Here's an optimized prompt for our Medusa codebase:

<document>
{file_content}
</document>

<chunk>
{chunk_content}
</chunk>

You are analyzing a Medusa 2.x e-commerce codebase. Provide a short context (50-100 tokens) for this code chunk. Include:

1. **Module**: Which Medusa module (design, partner, order, etc.)
2. **Type**: Endpoint, service, model, workflow, or subscriber
3. **Operation**: What this code does (create, list, update, delete, etc.)
4. **Entities**: Related entities and relationships
5. **API Path**: If an endpoint, include the path

Format: "[Module: X | Type: Y | Op: Z] Brief description. Related: A, B, C."

Example output:
"[Module: Design | Type: POST Endpoint | Op: Create] Creates a new design with specifications and colors. Validates input with Zod schema, links to Partner via design-partners-link.

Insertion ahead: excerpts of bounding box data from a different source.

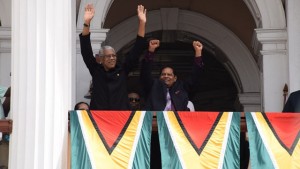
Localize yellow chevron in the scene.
[254,113,300,169]
[167,112,228,168]
[81,111,141,169]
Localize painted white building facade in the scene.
[0,0,300,169]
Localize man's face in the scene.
[128,93,140,110]
[78,103,89,110]
[160,67,177,87]
[101,49,117,71]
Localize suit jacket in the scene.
[282,90,300,112]
[140,52,203,111]
[79,34,146,110]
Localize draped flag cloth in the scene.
[157,111,240,169]
[70,110,152,169]
[246,112,300,169]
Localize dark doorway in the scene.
[118,31,241,111]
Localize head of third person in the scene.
[160,67,177,88]
[99,46,117,71]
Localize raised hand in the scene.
[137,5,147,23]
[84,4,95,25]
[193,41,203,57]
[148,39,159,52]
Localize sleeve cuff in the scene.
[145,51,154,61]
[195,56,204,68]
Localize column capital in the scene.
[0,27,11,53]
[238,93,262,112]
[76,29,109,54]
[252,29,288,55]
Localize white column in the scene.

Related: DesignSpecifications, DesignColors, Partner."

Answer ONLY with the context.

10. Files to Create/Modify

FilePurpose
src/scripts/generate-contextual-index.tsOffline context generation
src/mastra/services/contextual-search.tsHybrid search with context
src/mastra/services/reranker.tsHaiku-based reranking
src/mastra/services/hybrid-query-resolver.tsUpdate to use new services
.contextual-index/Store generated contexts

Summary

By implementing contextual retrieval:

  1. Contextual chunks → 35% better retrieval
  2. Hybrid BM25 + embeddings → Additional 14% improvement
  3. Reranking → Additional 18% improvement
  4. Combined → Up to 67% reduction in retrieval failures

This translates to more accurate query resolution, fewer execution errors, and better user experience in the AI V4 chat.